Re: Leakproofness of texteq()/textne() - Mailing list pgsql-hackers

From Tom Lane
Subject Re: Leakproofness of texteq()/textne()
Date
Msg-id 30973.1568739609@sss.pgh.pa.us
Whole thread Raw
In response to Re: Leakproofness of texteq()/textne()  (Peter Eisentraut <peter.eisentraut@2ndquadrant.com>)
List pgsql-hackers
Peter Eisentraut <peter.eisentraut@2ndquadrant.com> writes:
> On 2019-09-16 06:24, Tom Lane wrote:
>> So it seems that the consensus is that it's okay to mark these
>> functions leakproof, because if any of the errors they throw
>> are truly reachable for other than data-corruption reasons,
>> we would wish to try to prevent such errors.  (Maybe through
>> upstream validity checks?  Hard to say how we'd do it exactly,
>> when we don't have an idea what the problem is.)

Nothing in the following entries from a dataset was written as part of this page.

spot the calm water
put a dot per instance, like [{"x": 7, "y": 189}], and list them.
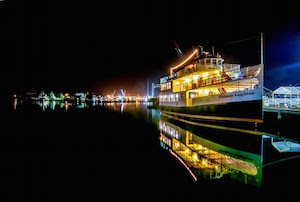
[{"x": 65, "y": 150}]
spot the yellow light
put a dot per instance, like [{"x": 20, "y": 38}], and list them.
[
  {"x": 175, "y": 67},
  {"x": 195, "y": 77}
]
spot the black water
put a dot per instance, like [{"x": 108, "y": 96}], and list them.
[{"x": 99, "y": 152}]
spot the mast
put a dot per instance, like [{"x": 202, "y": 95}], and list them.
[{"x": 262, "y": 70}]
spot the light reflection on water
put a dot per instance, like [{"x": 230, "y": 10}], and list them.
[{"x": 205, "y": 152}]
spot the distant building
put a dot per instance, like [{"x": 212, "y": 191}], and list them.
[{"x": 285, "y": 96}]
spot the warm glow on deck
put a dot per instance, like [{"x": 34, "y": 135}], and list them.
[{"x": 187, "y": 59}]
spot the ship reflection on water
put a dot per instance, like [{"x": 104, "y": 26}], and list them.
[
  {"x": 209, "y": 153},
  {"x": 206, "y": 152}
]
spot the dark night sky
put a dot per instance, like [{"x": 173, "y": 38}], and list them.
[{"x": 79, "y": 45}]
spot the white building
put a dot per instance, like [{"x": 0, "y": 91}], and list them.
[{"x": 285, "y": 96}]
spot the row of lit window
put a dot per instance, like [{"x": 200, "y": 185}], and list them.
[
  {"x": 166, "y": 86},
  {"x": 169, "y": 98}
]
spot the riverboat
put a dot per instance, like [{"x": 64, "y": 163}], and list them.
[{"x": 205, "y": 87}]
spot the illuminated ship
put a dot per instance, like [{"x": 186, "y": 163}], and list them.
[{"x": 204, "y": 87}]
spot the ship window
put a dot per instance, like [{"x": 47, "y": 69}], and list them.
[
  {"x": 208, "y": 62},
  {"x": 214, "y": 62}
]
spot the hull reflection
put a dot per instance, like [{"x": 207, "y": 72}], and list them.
[
  {"x": 217, "y": 152},
  {"x": 208, "y": 158}
]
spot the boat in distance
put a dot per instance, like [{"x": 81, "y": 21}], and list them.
[{"x": 204, "y": 87}]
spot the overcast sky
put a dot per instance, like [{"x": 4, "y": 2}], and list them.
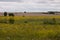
[{"x": 29, "y": 5}]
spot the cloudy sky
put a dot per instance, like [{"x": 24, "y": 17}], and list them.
[{"x": 29, "y": 5}]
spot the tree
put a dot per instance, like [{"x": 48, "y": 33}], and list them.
[
  {"x": 5, "y": 13},
  {"x": 51, "y": 12}
]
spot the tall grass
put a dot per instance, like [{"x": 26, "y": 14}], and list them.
[{"x": 30, "y": 28}]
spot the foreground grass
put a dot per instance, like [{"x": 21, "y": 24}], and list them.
[{"x": 30, "y": 28}]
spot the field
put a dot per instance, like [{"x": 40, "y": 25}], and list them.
[{"x": 30, "y": 27}]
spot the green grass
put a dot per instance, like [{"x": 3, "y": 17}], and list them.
[{"x": 30, "y": 28}]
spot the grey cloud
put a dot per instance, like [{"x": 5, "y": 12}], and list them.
[{"x": 10, "y": 0}]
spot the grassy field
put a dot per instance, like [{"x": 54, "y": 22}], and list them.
[{"x": 30, "y": 28}]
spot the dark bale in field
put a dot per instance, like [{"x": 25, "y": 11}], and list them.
[
  {"x": 11, "y": 14},
  {"x": 11, "y": 21},
  {"x": 5, "y": 13}
]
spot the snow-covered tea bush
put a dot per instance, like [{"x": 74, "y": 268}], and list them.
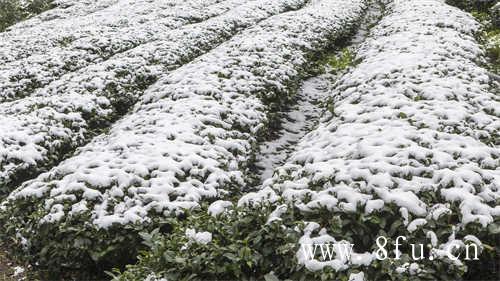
[
  {"x": 69, "y": 49},
  {"x": 190, "y": 139},
  {"x": 12, "y": 11},
  {"x": 67, "y": 113},
  {"x": 410, "y": 148}
]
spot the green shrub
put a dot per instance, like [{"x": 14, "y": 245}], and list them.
[{"x": 245, "y": 245}]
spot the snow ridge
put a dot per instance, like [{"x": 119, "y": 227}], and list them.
[
  {"x": 193, "y": 134},
  {"x": 37, "y": 131}
]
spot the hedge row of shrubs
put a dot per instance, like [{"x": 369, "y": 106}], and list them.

> Yeah, it seems like as we expand our Unicode capabilities, we will see
> more cases like "it could fail here in theory, but it shouldn't happen
> for normal data", and the answer can't be to call all that untrusted or
> leaky.  It's the job of the database software to sort that out.
> Obviously, it will require careful evaluation in each case.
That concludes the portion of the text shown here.